Be careful not to bind with what we won’t be bound by

More and more revelations about Downing Street parties keep coming to light. The Prime Minister, who has made a career out of bluff and bluster, is carrying on in typical style. Deny, deny, deny. Even where there are admissions, his integrity does not apparently extend to resigning. As far as he is concerned, this is everybody else’s fault (for some reason).

Understandably, most people are pretty angry. Whilst they were being told they could not visit dying family members, the Prime Minister (and others) were merrily breaking their own rules by having parties. Jacob Rees-Mogg recently came out and seemed to argue that, perhaps, there was a realisation that the rules were too harsh to wear and it wasn’t unreasonable for them to be broken.

Quite how this admission makes matters better is beyond me. If the measures were too hard, they should have been rescinded. Far from making it seem better, to continue to impose rules that are now deemed ‘too hard’ whilst gladly breaking them yourself is not only hypocritical (the original accusation) but also cruel to make others wear what you deem ‘too hard’. It is also not reasonable to expect a nurse, for example, to know when they can and can’t break rules that have been blanket imposed on them. They – like most people in most jobs – do not have the authority or right to make such decisions on the fly as they see fit. No part of this defence was credible.

And now, it seems, most people are deeply unhappy with the Prime Minister and increasingly frustrated with those in his cabinet who are defending his behaviour.
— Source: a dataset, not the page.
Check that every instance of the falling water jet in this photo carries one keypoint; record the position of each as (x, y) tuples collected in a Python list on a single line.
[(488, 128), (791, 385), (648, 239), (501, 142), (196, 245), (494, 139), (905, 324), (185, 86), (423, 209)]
Prof John Curtice, a leading polling expert, has said according to The Times, ‘it was remarkable that a majority of people who voted Tory in 2019 now disapproved of the prime minister’s performance, saying this was a consistent picture across the polls.’ He went on to say, ‘Some of the anger will dissipate, some of the Conservative support will return. But on current form so far that might get the Tories back up to 34 per cent. It’s not going to get them back to the 40 per cent that they were at before this started.’ Overwhelmingly, the British public think the Prime Minister ought to resign and he has lost their support.

There is a similar issue we face in the church. Just as people do not take kindly to government’s imposing rules on them that they have no intention of keeping themselves, so there are those of us in the church who happily tell others what they should be doing with little intention of doing those things ourselves. Pulpits are frequently places where calls to holiness are not heeded by the very people making them. Not only might pastors call people to standards that they won’t keep themselves, but members may call their leaders to do things they have no interest or willingness to do either. Everybody seems to have opinions and views on all sorts of things that they gladly expect of others and seem less willing to wear themselves. And when such things tell, it is frequently everybody else who is the problem.

Watching our Prime Minister carry on the way he is doing is a potent reminder to those of us in the church not to load burdens onto others that we are unwilling to bear ourselves. That doesn’t mean everything is a resigning matter. But it does mean there should be an ownership of our sin. It does mean that we must work hard not to bind people with burdens we will not abide by ourselves. It might mean we disqualify ourselves when we do these things. And it certainly means we can’t be that surprised, if we do these things, when people suddenly don’t support us and wonder what the point of listening to us really is.